As it turns out, the chemistry of volcanic rocks describes a particular pattern – implying that the explosions follow a certain cycle. And since the material installed after the last eruption also occurred during some other minor events in the past of the constructive, the group underlined that the circle may have just resumed.
Similar to the Monte Nuova explosion, these events also produced gas, saturated with water, a magma rich in carbon dioxide. The remarkable thing about these specific events is that they happened just before the Campanian Ignimbrite and Neapolitan Yellow Tuff events, the authors write in their paper.
"Our data reveals that the most recent Monte Nuovo eruption is characterized by very different magma, similar to those that fueled the activity before the caldera and the initial phases of the bursts that formed the caldera."
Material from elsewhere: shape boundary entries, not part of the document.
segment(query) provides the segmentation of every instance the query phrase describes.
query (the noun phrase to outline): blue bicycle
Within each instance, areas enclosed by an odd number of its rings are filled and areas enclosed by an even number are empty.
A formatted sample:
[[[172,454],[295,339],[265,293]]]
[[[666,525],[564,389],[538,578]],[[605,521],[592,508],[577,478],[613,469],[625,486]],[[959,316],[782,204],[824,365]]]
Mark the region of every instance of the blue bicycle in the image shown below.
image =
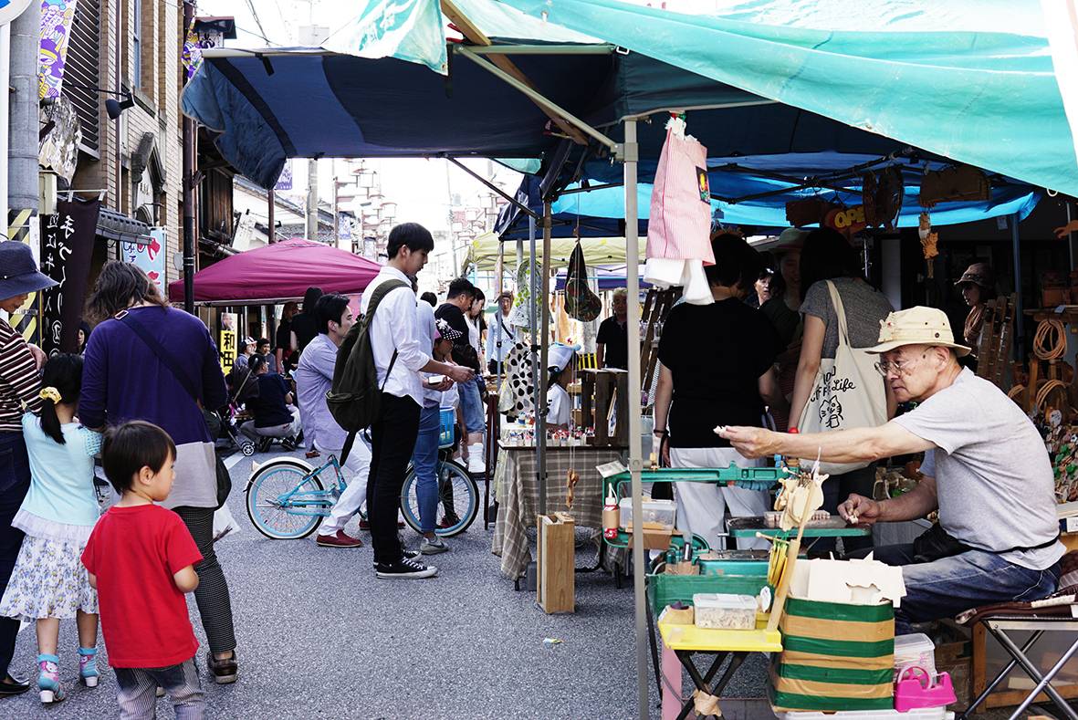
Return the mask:
[[[444,440],[443,433],[437,468],[439,503],[434,532],[447,538],[464,532],[475,521],[480,494],[468,471],[452,459],[452,440],[448,445]],[[415,471],[410,467],[401,488],[400,507],[404,522],[418,532],[415,485]],[[300,458],[274,458],[257,466],[247,482],[247,515],[267,538],[298,540],[321,525],[346,487],[348,483],[335,455],[317,468]]]

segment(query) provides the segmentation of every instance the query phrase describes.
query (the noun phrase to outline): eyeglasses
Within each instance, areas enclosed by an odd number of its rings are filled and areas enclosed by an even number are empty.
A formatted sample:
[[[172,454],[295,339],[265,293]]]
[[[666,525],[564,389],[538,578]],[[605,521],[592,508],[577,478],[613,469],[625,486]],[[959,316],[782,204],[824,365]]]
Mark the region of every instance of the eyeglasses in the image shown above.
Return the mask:
[[[909,375],[913,372],[913,369],[928,357],[927,352],[922,352],[920,358],[912,358],[909,360],[881,360],[875,363],[876,372],[887,377],[890,374],[895,375]]]

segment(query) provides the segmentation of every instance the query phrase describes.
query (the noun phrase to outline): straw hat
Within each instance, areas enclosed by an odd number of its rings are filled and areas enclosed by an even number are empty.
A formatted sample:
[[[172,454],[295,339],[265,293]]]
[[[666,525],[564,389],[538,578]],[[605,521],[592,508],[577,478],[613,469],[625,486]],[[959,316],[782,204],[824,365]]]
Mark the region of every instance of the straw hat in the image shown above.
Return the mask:
[[[935,307],[917,306],[892,313],[880,321],[879,344],[866,352],[887,352],[903,345],[950,347],[959,358],[970,352],[968,347],[954,342],[951,321],[943,310]]]
[[[979,285],[982,288],[991,288],[996,283],[996,280],[992,267],[987,263],[973,263],[966,268],[955,285],[966,285],[967,282]]]
[[[563,345],[562,343],[554,343],[550,346],[550,350],[547,355],[548,370],[565,370],[565,368],[572,360],[573,354],[579,349],[579,345]]]

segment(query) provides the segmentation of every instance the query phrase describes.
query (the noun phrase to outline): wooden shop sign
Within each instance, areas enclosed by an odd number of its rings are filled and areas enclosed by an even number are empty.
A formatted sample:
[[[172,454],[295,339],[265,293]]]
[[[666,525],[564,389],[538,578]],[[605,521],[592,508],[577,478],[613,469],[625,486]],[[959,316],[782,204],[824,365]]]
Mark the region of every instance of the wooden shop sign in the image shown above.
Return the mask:
[[[835,208],[824,217],[824,226],[837,230],[843,235],[855,235],[868,227],[868,222],[865,220],[865,206]]]

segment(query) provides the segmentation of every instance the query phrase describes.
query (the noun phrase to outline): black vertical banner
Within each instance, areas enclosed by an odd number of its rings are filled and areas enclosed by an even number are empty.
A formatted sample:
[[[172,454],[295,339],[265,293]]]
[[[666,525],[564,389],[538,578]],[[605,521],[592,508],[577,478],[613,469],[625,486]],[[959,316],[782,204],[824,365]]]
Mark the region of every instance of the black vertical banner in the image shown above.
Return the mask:
[[[49,355],[79,349],[100,208],[100,200],[73,198],[57,200],[56,214],[41,216],[41,272],[59,283],[41,293],[41,349]]]

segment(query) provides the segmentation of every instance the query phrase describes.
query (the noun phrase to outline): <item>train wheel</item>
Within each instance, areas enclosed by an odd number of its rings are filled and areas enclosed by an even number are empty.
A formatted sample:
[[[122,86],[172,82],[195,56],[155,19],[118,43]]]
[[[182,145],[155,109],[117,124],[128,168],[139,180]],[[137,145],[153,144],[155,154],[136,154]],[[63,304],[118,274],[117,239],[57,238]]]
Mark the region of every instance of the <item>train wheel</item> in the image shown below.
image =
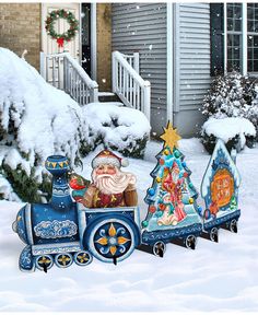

"We recommend this explosion to be an expression of a shift in magma storage conditions, where significant amounts of volatile substances are beginning to spread in the shallow pool," the group adds, arguing that this "may suggest that a large body of magma body is currently clogging down by Campi Flegrei. "
Does this mean that the supervolcano is cooking a new mass explosion? Not necessarily, says study author Francesca Forni, a volunteer at Nanyang Technological University of Singapore
"In fact, we do not know for sure what the next step will be," said Forni National Geographic, explaining that the magma could either ignite a new accumulation cycle or cool down and resume sleeping.
As he points out, the chemical analysis of the last explosion "shows[s] that the mattress tank can be "ready" to receive the magma from recharging without burst often ".